A Question Of Survival

‘The Gin Game’ personal to Smokehouse actors

Photo courtesy Danielle Keller Two residents of a retirement home, played by veteran actors Tim Gilster and Jonelle Grace Lipscomb, strike up a friendship in the Pulitzer Prize winning "The Gin Game." The production by the Smokehouse Players is on stage June 21-23 in Fayetteville.
Photo courtesy Danielle Keller Two residents of a retirement home, played by veteran actors Tim Gilster and Jonelle Grace Lipscomb, strike up a friendship in the Pulitzer Prize winning "The Gin Game." The production by the Smokehouse Players is on stage June 21-23 in Fayetteville.

Perhaps Jonelle Grace Lipscomb has the most personal perspective on "The Gin Game," the comedy-drama she's starring in this month with the new Smokehouse Players theater troupe.

In 1986, Lipscomb was playing a role way beyond her years, cast in Donald L. Coburn's Pulitzer Prize-winning play as Fonsia Dorsey, who is 71. Lipscomb was just "30-something." But she had life experience that informed her character.

FAQ

‘The Gin Game’

WHEN — 7:30 p.m. June 21-23

WHERE — Ozark Mountain Smokehouse, 1725 S. Smokehouse Trail in Fayetteville

COST — Free; first-night donations go to Magdalene Serenity House

INFO — Email [email protected]

FYI — The production includes adult language, which the producer would rate a “strong PG.”

"In 1981, I had to put my grandmother -- who had raised me -- in a residential care facility in Eureka Springs. She had developed dementia. She passed away in 1984," she recounts. "So that was very fresh as far as my memories of her and having gone through that experience. It was obviously a very difficult thing for me to have to do.

"But I always said I would like to do that role again when I was that age myself. Then this opportunity came up."
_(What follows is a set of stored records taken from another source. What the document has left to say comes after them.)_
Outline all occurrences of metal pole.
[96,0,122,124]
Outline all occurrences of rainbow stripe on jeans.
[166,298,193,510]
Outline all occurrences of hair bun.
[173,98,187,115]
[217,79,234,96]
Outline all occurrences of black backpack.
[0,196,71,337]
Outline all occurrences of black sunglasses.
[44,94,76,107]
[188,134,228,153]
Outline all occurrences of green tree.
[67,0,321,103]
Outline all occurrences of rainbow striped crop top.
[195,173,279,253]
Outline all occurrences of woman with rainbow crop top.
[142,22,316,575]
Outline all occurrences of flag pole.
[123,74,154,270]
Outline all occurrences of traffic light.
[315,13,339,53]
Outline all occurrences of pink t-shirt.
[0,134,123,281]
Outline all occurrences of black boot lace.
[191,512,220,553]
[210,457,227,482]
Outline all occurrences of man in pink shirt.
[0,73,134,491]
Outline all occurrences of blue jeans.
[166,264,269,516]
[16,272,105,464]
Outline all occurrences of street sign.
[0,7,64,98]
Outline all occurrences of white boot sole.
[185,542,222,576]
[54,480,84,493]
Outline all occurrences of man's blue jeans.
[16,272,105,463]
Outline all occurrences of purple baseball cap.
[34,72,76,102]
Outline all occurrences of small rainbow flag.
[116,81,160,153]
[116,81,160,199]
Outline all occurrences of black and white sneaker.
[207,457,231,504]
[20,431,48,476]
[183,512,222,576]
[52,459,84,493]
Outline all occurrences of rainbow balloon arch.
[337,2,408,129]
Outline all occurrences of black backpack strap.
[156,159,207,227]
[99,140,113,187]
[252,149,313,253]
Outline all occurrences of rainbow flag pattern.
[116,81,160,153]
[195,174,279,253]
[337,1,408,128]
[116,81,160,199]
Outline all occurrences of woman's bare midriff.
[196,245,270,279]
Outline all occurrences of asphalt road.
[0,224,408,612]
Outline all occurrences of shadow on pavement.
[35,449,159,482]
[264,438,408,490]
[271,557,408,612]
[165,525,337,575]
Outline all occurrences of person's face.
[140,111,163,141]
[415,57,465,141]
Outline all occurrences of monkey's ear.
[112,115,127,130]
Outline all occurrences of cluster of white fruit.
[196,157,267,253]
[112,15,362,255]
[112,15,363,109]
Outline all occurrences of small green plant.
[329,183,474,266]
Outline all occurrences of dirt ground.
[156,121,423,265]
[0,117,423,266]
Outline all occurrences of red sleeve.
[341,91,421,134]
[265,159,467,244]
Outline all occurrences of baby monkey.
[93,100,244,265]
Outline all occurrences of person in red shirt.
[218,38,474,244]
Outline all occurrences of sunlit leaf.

This time, Lipscomb is 60-something and working opposite the appropriately aged Tim Gilster, who founded the Smokehouse Players with his wife, actress Terry Vaughan.

"We've had the conversations at rehearsal," Vaughan says. "All of us could be in this position one day -- sooner rather than later."

In the two-character play, Fonsia is a newcomer at a "welfare retirement home," and the first friend she makes is Weller Martin, with whom she begins to play the card game gin. The relationship starts out as light-hearted, sweet -- and even flirtatious -- until their own individual baggage turns it into "a game of war," as Vaughan describes it.

"Weller is one of those people who just doesn't think the world has ever been fair to him," Gilster describes. "He would like to develop a relationship with Fonsia, but the fact she starts to beat him at gin reminds him of how his marriage fell apart. I think everybody in the audience is going to hope they fall in love, but he's got such flaws and such bitterness, it'll never happen."

Gilster says his character hits close to home, just as Lipscomb's does. He's incorporated facets of "my middle brother, who is the biggest curmudgeon anyone has ever met in their whole life," he says. "He really embodies the loneliness and the bitterness that's the core of my character."

Fonsia has her own issues, Lipscomb says.

"My baggage is that I met a man, married him, we divorced after four years, and I was left with a 2-year-old son," she says, speaking of her character in the first person. "Five years ago, my son told me he wanted to find his father. And I told him, basically, if you do that, that's the last you'll see of me. So I shut myself off from him and my two grandchildren.

"I think they both have hope that this could be somebody they could spend some time with and maybe something might develop," Lipscomb says of Fosnia and Weller. "But their past lives are so rigidly set."

Warren Rosenaur is directing the production -- which he promises will have its fair share of laughs -- in the minimalist style that suits the performance space, which used to be a giant walk-in refrigerator at the Ozark Mountain Smokehouse west of Fayetteville.

"It's very like the East Village spaces in New York," says Vaughan, who worked there professionally, as did Gilster. Seating about 60, the last row is about 15 feet from the performance space, she says, and the first row is virtually in the actors' laps.

"It really does make you hone in and look at the two characters sitting there," Rosenaur says.

"It encourages audiences to fill in the blanks," adds Vaughan. "They seem to really enjoy that."

For Lipscomb, the personal experience continues.

"I know my character development has been different in this play than it was in 1986 because I understand better the loneliness of being the one there," she says. "It's so much closer to me at this stage of life."